Aug 30, 2022 - Politics & Policy

Panel recommends removing Confederate names from military schools

Cadets outside the United States Military Academy at West Point in 2016 in New York.

West Point. Photo: Drew Angerer/Getty Images

A congressional commission reviewing military property named after Confederate leaders recommended Monday that West Point and the U.S. Naval Academy rename structures that commemorate the Civil War figures.

Why it matters: The commission's recommendations, which include removing depictions of and dedications to Gen. Robert E. Lee from West Point, are part of a broader effort to rename military installations that bore the names of Confederate military officers.

What they're saying: In the second part of its final report to Congress, the Naming Commission wrote that the commissioners did "not make these recommendations with any intention of 'erasing history.'"

  • "Rather, they make these recommendations to affirm West Point’s long tradition of educating future generations of America’s military leaders to represent the best of our national ideals," it added.
  • "Cadets of the present who devote their lives to national service should do so in an environment and setting that honors the greatest examples, traditions, and leaders of our past."
  • The commission is made up of several former military officials and is chaired by Michelle Janine Howard, a retired U.S. Navy four-star admiral.

The big picture: The commission specifically recommended that the Army rename a barracks, a housing area, a child development center, a road, and a gate named after Lee at West Point. It also recommended removing a portrait of the general currently displayed in Jefferson Hall, the library.

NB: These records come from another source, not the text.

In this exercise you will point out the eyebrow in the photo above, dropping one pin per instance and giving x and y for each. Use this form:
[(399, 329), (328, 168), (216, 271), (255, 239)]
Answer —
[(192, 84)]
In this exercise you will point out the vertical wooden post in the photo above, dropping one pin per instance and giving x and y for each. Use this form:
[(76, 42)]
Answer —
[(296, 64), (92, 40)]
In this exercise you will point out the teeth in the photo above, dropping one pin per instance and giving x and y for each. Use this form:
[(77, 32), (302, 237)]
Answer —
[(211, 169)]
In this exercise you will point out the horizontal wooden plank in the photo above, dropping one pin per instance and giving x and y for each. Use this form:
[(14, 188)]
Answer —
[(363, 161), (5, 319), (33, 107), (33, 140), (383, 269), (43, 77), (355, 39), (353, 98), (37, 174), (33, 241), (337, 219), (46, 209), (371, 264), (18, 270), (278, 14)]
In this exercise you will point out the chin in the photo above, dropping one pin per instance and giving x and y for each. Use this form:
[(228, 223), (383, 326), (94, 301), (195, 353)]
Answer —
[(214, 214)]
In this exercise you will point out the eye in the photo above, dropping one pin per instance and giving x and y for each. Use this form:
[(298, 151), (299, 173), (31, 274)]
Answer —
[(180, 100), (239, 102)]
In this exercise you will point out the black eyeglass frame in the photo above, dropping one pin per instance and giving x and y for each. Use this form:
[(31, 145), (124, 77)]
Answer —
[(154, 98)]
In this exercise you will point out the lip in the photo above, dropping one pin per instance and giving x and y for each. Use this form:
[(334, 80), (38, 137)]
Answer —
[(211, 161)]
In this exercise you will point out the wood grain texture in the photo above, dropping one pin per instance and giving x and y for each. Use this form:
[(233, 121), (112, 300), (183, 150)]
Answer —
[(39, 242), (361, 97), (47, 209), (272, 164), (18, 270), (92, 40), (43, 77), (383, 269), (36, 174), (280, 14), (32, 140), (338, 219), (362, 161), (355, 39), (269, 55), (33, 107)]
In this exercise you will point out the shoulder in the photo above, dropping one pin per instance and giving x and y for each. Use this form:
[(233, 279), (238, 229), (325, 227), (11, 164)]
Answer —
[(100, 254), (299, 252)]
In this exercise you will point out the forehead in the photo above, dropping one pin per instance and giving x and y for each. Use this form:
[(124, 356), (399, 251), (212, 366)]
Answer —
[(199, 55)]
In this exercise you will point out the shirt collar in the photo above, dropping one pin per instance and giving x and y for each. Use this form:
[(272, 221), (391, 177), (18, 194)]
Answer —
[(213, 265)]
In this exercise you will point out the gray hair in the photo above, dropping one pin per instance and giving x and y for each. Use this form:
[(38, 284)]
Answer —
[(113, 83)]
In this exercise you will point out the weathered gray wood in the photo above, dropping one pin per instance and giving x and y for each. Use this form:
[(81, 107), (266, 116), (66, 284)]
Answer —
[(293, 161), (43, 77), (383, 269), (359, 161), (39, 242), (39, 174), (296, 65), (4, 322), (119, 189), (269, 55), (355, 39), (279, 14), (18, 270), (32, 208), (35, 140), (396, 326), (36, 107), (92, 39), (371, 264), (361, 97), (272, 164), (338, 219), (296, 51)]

  • "No doubts exist that Robert E. Lee fought for the Confederacy: he was its most effective and storied leader, and by the end of the Civil War, Lee had risen to General in Chief of the Armies of the Confederate States," the commission wrote.
  • "Lee’s armies were responsible for the deaths of more United States Soldiers than practically any other enemy in our nation’s history," the commission said.
  • It also recommended West Point remove honors for Confederate Gens. P.G.T. Beauregard and William Hardee.
  • As for the U.S. Naval Academy in Annapolis, Md., the commission said the Navy should rename two buildings and a road named after Confederate Adm. Franklin Buchanan and Matthew Maury, a Confederate naval officer who "viewed African Americans as unworthy of life, liberty, or the pursuit of happiness."